Em dezembro de 2013, a Comissão Nacional Assessora de Biotecnologia Agropecuária (Conabia) aprovou a “soja DAS-444O6-6”, da empresa Dow AgroSciences, resistente aos herbicidas glifosato, glufosinato de amônio e 2,4-D. O parecer da Comissão afirma que o produto não apresenta riscos para a saúde e nem para o meio ambiente, e deixa o caminho livre para que o Ministério da Agricultura dê a última aprovação.
O Celma denunciou que não foram cumpridos os passos administrativos exigidos pela legislação nacional (que obriga a realização de audiências públicas) e afirmou que não foi realizado um “necessário e completo estudo de impacto ambiental”. Observou ainda que os estudos de riscos foram realizados em espaços reduzidos que não levam em conta a coexistência com o ambiente do entorno e nem os efeitos dos agrotóxicos nos campos vizinhos.

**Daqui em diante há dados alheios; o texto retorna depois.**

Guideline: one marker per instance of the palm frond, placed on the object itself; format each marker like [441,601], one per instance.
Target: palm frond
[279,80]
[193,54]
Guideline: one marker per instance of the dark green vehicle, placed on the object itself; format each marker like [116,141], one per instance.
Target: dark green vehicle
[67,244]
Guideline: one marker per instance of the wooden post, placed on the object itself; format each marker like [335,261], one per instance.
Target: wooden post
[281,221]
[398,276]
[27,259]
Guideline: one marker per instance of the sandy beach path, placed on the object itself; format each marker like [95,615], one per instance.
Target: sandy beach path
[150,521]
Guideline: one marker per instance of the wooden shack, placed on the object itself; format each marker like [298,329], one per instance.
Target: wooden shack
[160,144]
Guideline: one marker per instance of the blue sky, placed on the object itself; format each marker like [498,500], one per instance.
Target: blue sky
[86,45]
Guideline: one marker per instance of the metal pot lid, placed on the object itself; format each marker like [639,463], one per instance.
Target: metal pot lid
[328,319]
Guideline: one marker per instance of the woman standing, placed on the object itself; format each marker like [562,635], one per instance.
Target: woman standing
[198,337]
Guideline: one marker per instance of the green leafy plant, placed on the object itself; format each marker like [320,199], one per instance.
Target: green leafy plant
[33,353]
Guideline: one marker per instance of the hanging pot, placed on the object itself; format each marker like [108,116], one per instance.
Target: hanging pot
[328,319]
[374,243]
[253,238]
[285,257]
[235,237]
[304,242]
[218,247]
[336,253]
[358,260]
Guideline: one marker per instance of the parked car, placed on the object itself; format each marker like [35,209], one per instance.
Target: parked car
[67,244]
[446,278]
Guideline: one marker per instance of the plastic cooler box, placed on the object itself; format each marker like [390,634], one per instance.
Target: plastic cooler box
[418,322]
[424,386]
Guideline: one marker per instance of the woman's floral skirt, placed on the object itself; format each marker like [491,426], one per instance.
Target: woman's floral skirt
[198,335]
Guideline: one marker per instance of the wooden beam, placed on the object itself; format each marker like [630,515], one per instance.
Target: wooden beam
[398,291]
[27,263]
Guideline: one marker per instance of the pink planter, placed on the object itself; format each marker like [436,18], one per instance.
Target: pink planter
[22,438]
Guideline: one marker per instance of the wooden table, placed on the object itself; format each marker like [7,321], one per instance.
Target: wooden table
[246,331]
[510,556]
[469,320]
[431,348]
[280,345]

A organização apresentou um pedido de impugnação junto ao Ministério da Agricultura, exigindo a realização de audiências públicas e uma correta avaliação de impacto ambiental.
A aprovação de transgênicos na Argentina [assim como no Brasil e nos EUA] se realiza com base em estudos apresentados pelas próprias empresas. O advogado Cabaleiro demanda que esses estudos (sobretudo os que indicam a suposta segurança ambiental e inocuidade alimentar) sejam tornados públicos para serem avaliados por cientistas e instituições independentes das empresas.
A forma com que se aprovam os transgênicos e o avanço da fronteira agropecuária são questionados pela grande maioria das organizações da agricultura familiar na Argentina (…). As objeções com relação à nova soja são também apoiadas pela Rede por uma América Latina Livre de Transgênicos (Rallt), pela Campanha Paren de Fumigarnos e pela Alianza Biodiversidad. Foi iniciada uma campanha internacional para divulgar o fato de que “o 2,4-D é um herbicida mais perigoso que o glifosato, portanto os impactos ambientais e sobre a saúde do novo cultivo transgênico serão ainda mais devastadores, especialmente levando em conta que esta soja foi piramidada para receber uma combinação de herbicidas”. (…)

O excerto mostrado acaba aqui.